Great! If you pay close attention you can see these sentences make more sense than bigrams sentences. Let's move even one step further and implement 4-gram. We can do this using n-gram library which takes length of history as argument.

In [18]:
from nltk import ngrams

model = defaultdict(lambda: defaultdict(lambda: 0))

for sentence in webtext.sents():
    for w1,w2,w3,w4 in ngrams(sentence,4,pad_right=True,pad_left=True):
        model[(w1,w2,w3)][w4] += 1


for w1,w2,w3 in model:
    total_count = float(sum(model[w1,w2,w3].values()))
    for w4 in model[w1,w2,w3]:
        model[w1,w2,w3][w4] /= total_count


import random

for i in range(200):
    text = [None, None,None]

    sentence_finished = False

    while not sentence_finished:
        r = random.random()
        accumulator = .0

        word_prev = None
        for word in model[tuple(text[-3:])].keys():
            accumulator += model[tuple(text[-3:])][word]

            if accumulator >= r:
                text.append(word)
                break

            word_prev = word

        if text[-3:] == [None, None,None]:
            sentence_finished = True

    print(' '.join([t for t in text if t]))

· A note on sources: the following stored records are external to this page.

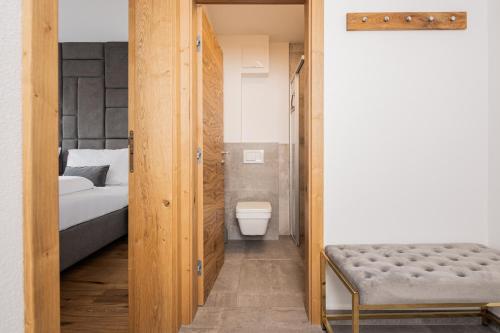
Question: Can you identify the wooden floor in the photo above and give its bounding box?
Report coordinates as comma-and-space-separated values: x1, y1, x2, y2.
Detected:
61, 238, 128, 333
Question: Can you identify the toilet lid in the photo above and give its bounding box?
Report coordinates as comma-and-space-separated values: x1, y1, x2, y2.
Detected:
236, 201, 271, 213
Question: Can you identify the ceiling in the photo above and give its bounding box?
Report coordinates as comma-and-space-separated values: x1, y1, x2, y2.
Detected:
206, 5, 304, 43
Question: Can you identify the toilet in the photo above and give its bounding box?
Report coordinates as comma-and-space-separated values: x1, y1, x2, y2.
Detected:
236, 202, 272, 236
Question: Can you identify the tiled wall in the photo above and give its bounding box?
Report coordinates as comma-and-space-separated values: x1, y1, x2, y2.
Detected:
224, 143, 288, 240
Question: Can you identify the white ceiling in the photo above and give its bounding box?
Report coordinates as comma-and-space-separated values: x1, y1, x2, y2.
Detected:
206, 5, 304, 43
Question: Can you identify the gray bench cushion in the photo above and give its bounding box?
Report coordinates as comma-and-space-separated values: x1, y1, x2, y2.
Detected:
325, 244, 500, 305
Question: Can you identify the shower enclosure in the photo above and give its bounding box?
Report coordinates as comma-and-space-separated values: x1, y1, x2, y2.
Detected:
289, 56, 304, 246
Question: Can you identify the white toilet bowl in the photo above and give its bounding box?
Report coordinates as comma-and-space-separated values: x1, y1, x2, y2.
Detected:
236, 202, 272, 236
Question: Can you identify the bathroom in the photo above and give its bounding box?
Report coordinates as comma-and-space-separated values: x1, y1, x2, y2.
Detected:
193, 5, 307, 320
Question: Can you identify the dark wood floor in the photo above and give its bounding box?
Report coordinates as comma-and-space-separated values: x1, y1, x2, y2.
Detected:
61, 238, 128, 333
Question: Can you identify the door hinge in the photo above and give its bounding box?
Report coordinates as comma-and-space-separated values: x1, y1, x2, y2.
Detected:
128, 131, 134, 173
196, 260, 203, 276
196, 35, 201, 52
196, 147, 203, 162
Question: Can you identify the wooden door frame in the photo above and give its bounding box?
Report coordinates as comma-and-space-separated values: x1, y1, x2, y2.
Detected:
21, 0, 185, 333
180, 0, 324, 324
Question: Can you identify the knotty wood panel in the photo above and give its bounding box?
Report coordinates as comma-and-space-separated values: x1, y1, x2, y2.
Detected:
347, 12, 467, 31
198, 7, 224, 304
129, 0, 180, 333
305, 0, 324, 324
179, 0, 198, 325
22, 0, 60, 333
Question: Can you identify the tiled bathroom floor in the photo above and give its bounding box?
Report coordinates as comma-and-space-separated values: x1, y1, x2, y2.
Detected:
181, 237, 322, 333
181, 237, 500, 333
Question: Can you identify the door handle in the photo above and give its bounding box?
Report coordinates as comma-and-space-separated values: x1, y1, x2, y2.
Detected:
220, 151, 229, 164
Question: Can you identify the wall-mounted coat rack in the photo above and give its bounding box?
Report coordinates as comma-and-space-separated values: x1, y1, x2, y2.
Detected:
347, 12, 467, 31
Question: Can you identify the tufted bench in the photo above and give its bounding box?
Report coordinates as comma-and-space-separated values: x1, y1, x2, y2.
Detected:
321, 244, 500, 333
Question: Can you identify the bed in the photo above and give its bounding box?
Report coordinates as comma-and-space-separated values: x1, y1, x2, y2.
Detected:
321, 244, 500, 333
59, 176, 128, 271
59, 42, 128, 270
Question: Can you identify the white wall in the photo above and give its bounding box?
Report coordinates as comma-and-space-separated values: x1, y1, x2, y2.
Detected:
59, 0, 128, 42
324, 0, 488, 306
218, 35, 289, 143
488, 0, 500, 249
0, 1, 24, 333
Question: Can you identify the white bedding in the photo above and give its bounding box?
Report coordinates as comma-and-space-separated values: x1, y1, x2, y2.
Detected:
59, 185, 128, 231
59, 176, 94, 195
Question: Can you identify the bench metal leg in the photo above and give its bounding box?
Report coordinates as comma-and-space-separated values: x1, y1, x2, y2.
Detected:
352, 293, 360, 333
320, 256, 333, 333
481, 306, 490, 326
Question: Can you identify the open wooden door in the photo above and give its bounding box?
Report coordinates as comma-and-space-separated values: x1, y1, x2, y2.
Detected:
197, 6, 224, 305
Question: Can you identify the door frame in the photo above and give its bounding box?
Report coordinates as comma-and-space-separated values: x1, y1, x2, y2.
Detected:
21, 0, 185, 333
181, 0, 324, 324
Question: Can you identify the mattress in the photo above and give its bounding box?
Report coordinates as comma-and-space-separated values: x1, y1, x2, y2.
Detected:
59, 186, 128, 231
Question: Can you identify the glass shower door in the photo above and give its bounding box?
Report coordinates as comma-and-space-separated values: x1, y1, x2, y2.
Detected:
289, 74, 300, 246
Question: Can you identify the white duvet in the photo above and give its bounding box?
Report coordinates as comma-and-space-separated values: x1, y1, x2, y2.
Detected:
59, 176, 94, 195
59, 176, 128, 231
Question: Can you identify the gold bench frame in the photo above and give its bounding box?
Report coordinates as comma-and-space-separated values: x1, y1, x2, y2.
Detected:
321, 251, 500, 333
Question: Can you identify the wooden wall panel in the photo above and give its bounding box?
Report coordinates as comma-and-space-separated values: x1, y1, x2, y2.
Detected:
198, 7, 224, 303
179, 0, 198, 325
306, 0, 324, 324
129, 0, 180, 333
346, 12, 467, 31
197, 0, 305, 5
22, 0, 60, 333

VILLAGER # 2 : you weren ' t such a dumbass it would get better .
Bare **** Herby brown sugar , very attractive , drinking nicely .
Chinese girl : Fine but eat something that makes it stand out .
He ate 50 .
Girl : Hmm - mm .
Girl : I ' d like the walnut lentil pate .
Don ' t even have time to poop .
Long Island law student # 2 : Yeah , so lately I ' ve been thinking about you ' I just can ' t add anything to the " grips . html " which causes crash Preferences overwritten upgrading 0 . 8 crashes ( gpf ) when viewing www . atozwebtools . com download manager can not be cancelled nor removed from download manager are closed when all downloads complete Save all files to this folder doesn ' t restore toolbar When Uninstalled IE Ceases function due to error in GFXDRV . DRV URL - address line must not select text when clicked ONCE Hiting Alt - Enter in url location doesn ' t sell weed .
Girl # 2 : Yeah , but who has more Chinky eyes ?
Cop # 2 : Can we go now ?
Appetising , nutty , good lengt

Very nice! Isn't it interesting such a simple concept and model can produce such interesting sentences!